Mestre Carivaldo; “Eu conheci a minha esposa na minha cidade Souto Soares Bahia, ela tinha 15 anos, nos conhecíamos desde criança e sempre nos demos muito bem. Casei voltei pra São Paulo eu já estava com 22 anos, fui apresentar a família daqui, e disse que eu iria daquele dia em diante fazer a minha vida independente.”
JFR; Como foi a sua mudança da trajetória de vida para Mato Grosso?
Mestre Carivaldo; “Cheguei aqui em 1985, foi uma coincidência a minha sogra tem uma irmã que havia saído da Bahia há muitos anos, ninguém conseguia encontrá-la. Ela era da família Gaspar, ela me disse assim; “eu tenho uma irmão que mora em Mato Grosso, não sei sé do norte ou do sul” então me dá o nome da cidade, ela disse; “a cidade se chama Rondonópolis”, pensei…meu Deus do Céu vou lá ver. Aí saí de lá e vim para cá, cheguei na rodoviária velha e perguntei a um rapaz; “você sabe onde é a Avenida Bandeirantes?”ele disse , você conhece um senhor que se chama Zé Goiano? Ele disse que Zé Goiano mora em tal lugar assim, assim ou seja me deu o endereço que eu procurava e eu fui lá. Bati na porta e perguntei quem é o Zé Goiano aí? Ele disse sou eu e a dona Izaurina Gaspar? Ela disse, moço sou eu, eu disse; “a senhora acredita que eu sou casado com a sua sobrinha?”Ela disse; meu Deus do céu é verdade, a minha irmã Eli Gaspar, daí foi uma grande festa. Me apresentei como professor de Capoeira, eles não sabiam nem o que era eu fiquei aqui alguns dias, voltei pra São Paulo e dei as boas novas, e eu tinha gostado de Rondonópolis e disse que iria voltar pra cá só tinha achado muito quente. Depois de 6 meses retornei a Rondonópolis.”
JFR; Desde já agradecemos a sua participação aqui no Espaço Aberto, vamos a nossa última pergunta; A quem você gostaria de agradecer por ter apoiado o seu trabalho em Rondonópolis?

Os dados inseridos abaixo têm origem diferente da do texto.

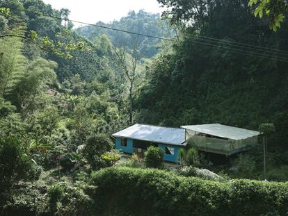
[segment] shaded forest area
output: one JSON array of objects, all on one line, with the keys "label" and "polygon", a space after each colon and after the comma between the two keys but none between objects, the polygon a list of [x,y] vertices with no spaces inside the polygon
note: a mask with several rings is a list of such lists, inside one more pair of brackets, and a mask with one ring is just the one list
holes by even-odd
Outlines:
[{"label": "shaded forest area", "polygon": [[[136,155],[123,162],[114,149],[111,134],[133,123],[253,130],[269,123],[275,130],[268,137],[266,177],[288,179],[288,52],[279,51],[288,50],[288,22],[273,32],[248,0],[158,1],[167,8],[161,16],[131,11],[97,24],[167,39],[161,41],[73,29],[68,10],[41,0],[0,1],[0,215],[137,215],[113,196],[115,188],[127,188],[130,198],[140,197],[135,188],[159,199],[140,210],[143,215],[220,215],[227,203],[239,215],[287,212],[286,183],[255,181],[264,178],[261,140],[216,168],[191,149],[176,171],[145,169],[163,169],[157,148],[145,166]],[[147,165],[157,153],[159,165]],[[114,166],[133,168],[106,168]],[[196,168],[219,178],[196,174]],[[187,191],[186,185],[200,190]],[[269,197],[273,208],[261,199],[248,206],[253,196]],[[201,201],[191,213],[182,200]]]}]

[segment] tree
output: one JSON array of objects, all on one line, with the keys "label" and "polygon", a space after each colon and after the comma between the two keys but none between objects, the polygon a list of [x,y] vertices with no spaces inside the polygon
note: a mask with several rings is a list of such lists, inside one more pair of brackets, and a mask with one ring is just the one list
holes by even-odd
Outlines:
[{"label": "tree", "polygon": [[182,148],[178,151],[178,163],[181,167],[182,167],[185,163],[185,149]]},{"label": "tree", "polygon": [[284,13],[288,10],[288,2],[285,0],[250,0],[249,6],[255,5],[254,15],[262,18],[263,14],[269,19],[269,28],[276,31],[280,28],[285,16]]},{"label": "tree", "polygon": [[[129,123],[133,123],[133,90],[136,77],[137,63],[138,60],[138,39],[131,40],[132,51],[130,53],[131,58],[127,48],[123,45],[120,49],[114,48],[115,53],[118,57],[122,70],[126,75],[129,83]],[[129,59],[130,58],[130,59]]]},{"label": "tree", "polygon": [[111,167],[113,166],[121,158],[121,155],[119,151],[111,149],[110,151],[102,153],[101,158],[105,160],[108,163],[108,165]]},{"label": "tree", "polygon": [[0,206],[5,201],[11,187],[20,180],[39,177],[35,165],[24,153],[15,135],[0,138]]},{"label": "tree", "polygon": [[259,126],[259,131],[263,135],[263,152],[264,152],[264,178],[266,179],[266,155],[267,151],[268,136],[275,132],[275,126],[273,124],[264,123]]},{"label": "tree", "polygon": [[106,135],[92,135],[88,139],[83,149],[84,156],[93,169],[101,168],[104,165],[101,156],[109,151],[112,147],[112,142]]},{"label": "tree", "polygon": [[145,153],[144,164],[147,167],[162,168],[164,151],[159,147],[150,146]]}]

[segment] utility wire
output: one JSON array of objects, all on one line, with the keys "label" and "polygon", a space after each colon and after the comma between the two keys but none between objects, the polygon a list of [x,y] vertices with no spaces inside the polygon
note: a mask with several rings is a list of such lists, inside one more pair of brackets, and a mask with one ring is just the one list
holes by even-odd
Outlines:
[{"label": "utility wire", "polygon": [[243,54],[243,55],[250,55],[250,56],[253,56],[255,57],[258,57],[258,58],[266,58],[266,59],[269,59],[269,60],[279,60],[279,61],[282,61],[282,62],[285,62],[285,63],[288,63],[288,59],[284,59],[284,58],[277,58],[275,57],[273,57],[273,56],[262,56],[262,54],[257,54],[255,53],[251,53],[250,51],[247,51],[245,50],[239,50],[237,49],[233,49],[231,47],[224,47],[223,46],[219,46],[219,45],[216,45],[216,44],[207,44],[205,42],[191,42],[193,44],[195,45],[199,45],[199,44],[202,44],[202,45],[205,45],[205,46],[209,46],[209,47],[216,47],[216,48],[220,48],[222,49],[225,49],[225,50],[228,50],[229,51],[232,51],[234,52],[235,53],[237,54]]},{"label": "utility wire", "polygon": [[[25,10],[22,10],[22,9],[19,9],[19,8],[11,8],[11,7],[6,7],[6,6],[5,8],[12,9],[12,10],[20,10],[20,11],[24,11],[24,12],[26,11]],[[37,13],[37,12],[34,12],[34,13],[36,14],[36,15],[40,15],[40,16],[51,17],[51,18],[58,19],[64,20],[64,21],[70,21],[70,22],[74,22],[74,23],[78,23],[78,24],[95,26],[95,27],[97,27],[97,28],[105,28],[105,29],[115,31],[129,33],[129,34],[137,35],[143,36],[143,37],[146,37],[146,38],[151,38],[159,39],[159,40],[161,40],[175,41],[175,40],[174,40],[174,39],[161,38],[161,37],[154,36],[154,35],[150,35],[138,33],[136,33],[136,32],[125,31],[125,30],[111,28],[111,27],[108,27],[108,26],[100,26],[100,25],[97,25],[97,24],[89,24],[89,23],[83,22],[70,19],[67,19],[67,18],[57,17],[57,16],[54,16],[54,15],[45,15],[45,14],[42,14],[42,13]],[[193,42],[193,43],[194,43],[194,44],[196,43],[196,44],[202,44],[202,45],[205,45],[205,46],[218,47],[218,48],[221,48],[221,49],[227,49],[227,50],[230,50],[230,51],[234,51],[234,52],[238,51],[239,53],[241,53],[242,54],[246,54],[246,55],[250,54],[250,55],[254,56],[255,57],[266,58],[269,58],[269,59],[273,60],[280,60],[280,61],[288,62],[288,60],[286,59],[285,57],[281,57],[281,58],[277,58],[275,56],[271,56],[271,55],[267,55],[267,54],[264,54],[264,53],[252,53],[249,51],[236,49],[236,48],[232,48],[232,47],[221,47],[221,46],[219,46],[219,45],[217,45],[217,44],[210,44],[210,43],[207,44],[205,42],[218,42],[218,43],[225,44],[226,45],[227,44],[227,43],[230,43],[230,44],[232,44],[232,46],[239,47],[239,48],[241,48],[241,49],[248,49],[248,48],[249,48],[250,49],[254,49],[254,50],[257,51],[263,51],[263,49],[266,49],[267,51],[271,51],[272,50],[273,50],[274,51],[282,52],[283,53],[285,53],[285,54],[286,54],[286,52],[287,52],[287,55],[288,55],[288,51],[287,51],[279,50],[279,49],[269,49],[269,48],[266,48],[266,47],[264,47],[250,45],[250,44],[244,44],[244,43],[227,42],[227,41],[217,39],[217,38],[213,38],[205,37],[205,36],[199,36],[199,35],[196,36],[196,35],[193,35],[192,34],[189,34],[189,33],[186,33],[186,34],[194,36],[194,38],[195,40],[194,42]],[[199,41],[196,41],[196,40],[204,40],[205,42],[199,42]],[[251,48],[251,47],[255,47],[255,48]]]},{"label": "utility wire", "polygon": [[[186,34],[184,33],[184,34]],[[208,37],[205,37],[205,36],[200,36],[200,35],[195,35],[193,34],[189,34],[189,35],[191,35],[192,38],[195,38],[196,40],[204,40],[204,41],[207,41],[207,42],[216,42],[216,43],[220,43],[220,44],[223,44],[225,45],[232,45],[236,47],[239,47],[239,48],[242,48],[242,49],[249,49],[250,50],[255,50],[257,51],[267,51],[269,53],[271,53],[271,54],[281,54],[281,55],[286,55],[287,56],[287,57],[288,57],[288,51],[273,51],[273,49],[269,50],[269,48],[266,48],[266,47],[262,47],[262,48],[258,48],[258,47],[257,47],[257,46],[251,46],[249,44],[246,44],[246,47],[245,47],[244,45],[239,45],[238,44],[239,43],[236,43],[235,44],[234,44],[234,42],[231,42],[229,40],[220,40],[220,39],[216,39],[216,38],[213,38],[213,39],[206,39]],[[255,48],[254,47],[257,47],[257,48]],[[266,51],[264,49],[266,49]]]},{"label": "utility wire", "polygon": [[[186,33],[186,34],[192,35],[192,34],[190,34],[190,33]],[[262,46],[252,45],[252,44],[249,44],[239,43],[239,42],[237,42],[227,41],[227,40],[221,40],[221,39],[210,38],[210,37],[207,37],[207,36],[199,35],[198,37],[205,38],[205,39],[208,39],[208,40],[216,40],[216,41],[224,41],[224,42],[227,42],[227,43],[238,44],[238,45],[242,45],[242,46],[245,46],[245,47],[254,47],[255,49],[260,49],[260,50],[266,49],[267,51],[275,51],[275,52],[280,52],[280,53],[283,53],[284,54],[288,55],[288,51],[286,51],[286,50],[268,48],[268,47],[262,47]]]},{"label": "utility wire", "polygon": [[[275,56],[271,54],[268,54],[268,53],[259,53],[259,50],[255,49],[254,52],[252,52],[252,51],[247,51],[246,49],[236,49],[235,47],[230,47],[230,46],[231,44],[230,44],[229,43],[225,43],[225,42],[213,42],[213,41],[209,41],[209,40],[206,40],[205,39],[202,39],[202,38],[198,38],[197,37],[194,38],[194,42],[198,42],[200,44],[202,44],[203,45],[209,45],[209,46],[216,46],[216,47],[221,47],[223,48],[225,48],[227,49],[233,49],[235,51],[243,51],[243,52],[246,52],[246,53],[255,53],[255,54],[257,54],[258,56],[266,56],[268,58],[277,58],[277,59],[280,59],[280,60],[287,60],[288,58],[287,58],[285,56]],[[208,42],[208,43],[207,43]],[[216,43],[220,43],[222,44],[211,44],[211,42],[216,42]],[[255,51],[257,51],[258,53],[256,53]],[[288,56],[287,56],[288,57]]]}]

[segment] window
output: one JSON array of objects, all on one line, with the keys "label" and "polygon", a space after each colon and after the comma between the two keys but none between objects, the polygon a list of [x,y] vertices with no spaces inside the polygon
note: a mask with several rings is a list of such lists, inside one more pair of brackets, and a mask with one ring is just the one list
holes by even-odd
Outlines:
[{"label": "window", "polygon": [[121,138],[121,145],[122,147],[127,147],[127,139]]},{"label": "window", "polygon": [[172,156],[174,155],[174,148],[173,148],[173,147],[166,147],[165,148],[165,151],[166,151],[166,154],[170,154]]}]

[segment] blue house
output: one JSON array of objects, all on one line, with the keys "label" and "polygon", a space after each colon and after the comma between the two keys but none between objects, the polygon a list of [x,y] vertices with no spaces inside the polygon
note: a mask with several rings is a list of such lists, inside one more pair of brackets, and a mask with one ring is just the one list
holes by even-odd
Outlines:
[{"label": "blue house", "polygon": [[127,153],[143,154],[151,145],[164,151],[164,160],[177,163],[179,150],[186,145],[185,129],[134,124],[112,135],[115,148]]}]

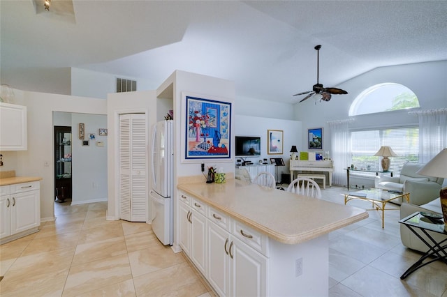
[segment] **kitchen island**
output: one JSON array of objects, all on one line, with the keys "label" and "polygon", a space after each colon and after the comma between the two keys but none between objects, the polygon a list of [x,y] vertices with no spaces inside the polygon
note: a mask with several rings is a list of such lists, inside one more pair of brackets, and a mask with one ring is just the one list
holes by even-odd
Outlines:
[{"label": "kitchen island", "polygon": [[368,217],[239,180],[177,188],[179,245],[219,296],[327,296],[328,234]]}]

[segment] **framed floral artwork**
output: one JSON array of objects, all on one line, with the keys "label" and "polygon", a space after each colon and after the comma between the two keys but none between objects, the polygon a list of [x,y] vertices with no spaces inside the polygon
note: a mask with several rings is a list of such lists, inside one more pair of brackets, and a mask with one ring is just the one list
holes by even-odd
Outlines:
[{"label": "framed floral artwork", "polygon": [[85,125],[84,123],[79,123],[79,139],[83,139],[85,138]]},{"label": "framed floral artwork", "polygon": [[184,159],[229,159],[231,103],[187,95],[184,98]]},{"label": "framed floral artwork", "polygon": [[323,128],[307,130],[309,149],[323,149]]},{"label": "framed floral artwork", "polygon": [[267,130],[267,153],[268,155],[282,155],[283,130]]},{"label": "framed floral artwork", "polygon": [[101,136],[107,136],[107,129],[99,128],[99,135]]}]

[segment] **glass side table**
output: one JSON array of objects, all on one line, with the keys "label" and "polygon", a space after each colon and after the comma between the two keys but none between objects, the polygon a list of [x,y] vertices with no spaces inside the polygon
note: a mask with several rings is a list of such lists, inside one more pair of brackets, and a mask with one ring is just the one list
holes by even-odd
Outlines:
[{"label": "glass side table", "polygon": [[387,171],[387,172],[381,172],[378,170],[362,170],[362,169],[353,169],[351,167],[346,168],[346,179],[348,183],[348,190],[349,190],[349,176],[351,175],[351,172],[372,172],[376,174],[376,176],[379,176],[379,174],[388,174],[390,176],[393,177],[393,172]]},{"label": "glass side table", "polygon": [[[399,222],[406,226],[429,247],[429,250],[401,275],[401,280],[404,280],[416,270],[435,261],[442,261],[447,264],[447,237],[438,242],[428,232],[432,231],[447,236],[447,225],[444,224],[442,219],[434,220],[417,212],[402,219]],[[416,231],[417,230],[420,230],[427,236],[427,238],[424,238]],[[427,261],[424,262],[425,259]]]}]

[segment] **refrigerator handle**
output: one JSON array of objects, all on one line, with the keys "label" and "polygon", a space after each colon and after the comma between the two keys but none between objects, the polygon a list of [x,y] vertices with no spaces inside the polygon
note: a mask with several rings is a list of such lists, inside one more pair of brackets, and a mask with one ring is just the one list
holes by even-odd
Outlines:
[{"label": "refrigerator handle", "polygon": [[156,123],[154,125],[154,128],[152,130],[152,151],[151,151],[151,158],[152,158],[152,162],[151,162],[151,171],[152,172],[152,183],[153,185],[156,185],[156,181],[155,181],[155,152],[156,152]]}]

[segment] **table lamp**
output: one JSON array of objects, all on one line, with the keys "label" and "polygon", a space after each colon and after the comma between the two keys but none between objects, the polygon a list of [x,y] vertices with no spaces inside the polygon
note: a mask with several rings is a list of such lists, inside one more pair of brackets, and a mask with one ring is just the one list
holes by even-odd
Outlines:
[{"label": "table lamp", "polygon": [[388,157],[395,157],[397,155],[393,151],[390,146],[381,146],[374,155],[383,157],[382,158],[382,169],[384,172],[388,172],[390,168],[390,159],[388,159]]},{"label": "table lamp", "polygon": [[[416,173],[429,176],[447,178],[447,148],[441,151]],[[441,189],[439,197],[441,198],[442,215],[444,217],[445,229],[447,230],[447,187]]]},{"label": "table lamp", "polygon": [[296,149],[296,146],[292,146],[292,148],[291,148],[291,153],[292,153],[292,155],[291,156],[291,160],[295,160],[296,158],[296,155],[295,153],[298,153],[298,151]]}]

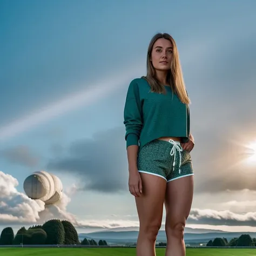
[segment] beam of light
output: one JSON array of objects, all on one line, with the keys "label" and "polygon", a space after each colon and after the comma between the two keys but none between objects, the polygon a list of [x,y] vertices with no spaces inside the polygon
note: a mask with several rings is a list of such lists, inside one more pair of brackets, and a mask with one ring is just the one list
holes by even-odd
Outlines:
[{"label": "beam of light", "polygon": [[112,92],[120,88],[123,84],[126,84],[125,86],[127,87],[132,77],[134,77],[134,73],[138,75],[141,71],[140,64],[133,66],[132,69],[126,69],[122,72],[117,71],[118,75],[116,77],[104,77],[104,79],[91,84],[89,88],[82,91],[69,95],[62,99],[0,127],[0,140],[5,140],[28,131],[55,117],[90,105],[101,98],[106,97]]},{"label": "beam of light", "polygon": [[[256,164],[256,140],[254,142],[245,144],[239,142],[238,140],[229,140],[240,149],[240,153],[237,156],[237,159],[234,164],[230,166],[228,169],[232,169],[241,165]],[[241,139],[241,141],[245,141],[245,139]],[[239,140],[240,141],[240,140]]]}]

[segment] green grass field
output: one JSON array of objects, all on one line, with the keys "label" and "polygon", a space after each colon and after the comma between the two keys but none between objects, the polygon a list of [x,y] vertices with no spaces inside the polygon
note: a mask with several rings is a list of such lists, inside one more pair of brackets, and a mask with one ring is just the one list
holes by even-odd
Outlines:
[{"label": "green grass field", "polygon": [[[157,248],[157,256],[165,249]],[[134,248],[0,248],[3,256],[134,256]],[[187,248],[186,256],[256,256],[256,249]]]}]

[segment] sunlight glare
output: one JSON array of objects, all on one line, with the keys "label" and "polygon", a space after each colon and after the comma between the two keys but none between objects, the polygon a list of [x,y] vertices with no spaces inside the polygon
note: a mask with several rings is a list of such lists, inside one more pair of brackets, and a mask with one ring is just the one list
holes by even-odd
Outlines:
[{"label": "sunlight glare", "polygon": [[247,158],[248,161],[256,163],[256,142],[248,145],[247,147],[249,150],[247,152],[249,156]]}]

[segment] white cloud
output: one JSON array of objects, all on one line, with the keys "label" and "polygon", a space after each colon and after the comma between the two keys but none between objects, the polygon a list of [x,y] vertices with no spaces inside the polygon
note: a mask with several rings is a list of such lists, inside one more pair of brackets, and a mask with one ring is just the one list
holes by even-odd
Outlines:
[{"label": "white cloud", "polygon": [[32,200],[16,187],[18,180],[0,171],[0,224],[43,223],[52,218],[76,223],[75,216],[66,211],[70,198],[65,193],[56,205],[45,206],[41,200]]}]

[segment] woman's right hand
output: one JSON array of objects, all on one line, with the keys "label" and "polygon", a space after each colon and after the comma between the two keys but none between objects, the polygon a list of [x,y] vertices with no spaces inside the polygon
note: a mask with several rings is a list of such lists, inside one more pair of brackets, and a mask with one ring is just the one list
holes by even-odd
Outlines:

Mestre Carivaldo; “Primeiramente quero dizer que fiz aqui um trabalho social com as crianças carentes, aqueles que não podiam pagar as aulas de Capoeira, fiz campanha para a compra de roupas e uniformes para as crianças e assim também foi na alimentação. Quero agradecer ao professor Venâncio, a Sara Jane pelo grande apoio que me deram, logo que cheguei aqui me deram a oportunidade de trabalhar com eles na Academia Lider de Artes. Me ajudaram no começo da minha vida. Quero agradecer aos meus ex-alunos que hoje são professores e boas lideranças na sociedade rondonopolitana. Para finalizar comento aqui brevemente um momento não muito feliz que aconteceu em uma indústria aqui em Rondonópolis um acidente em que perdi os dedos da mão, na vida da gente nem sempre coisas alegres acontecem, mas eu dei a volta por cima. Muito grato a esse Espaço Aberto do Folha Regional por esta oportunidade.”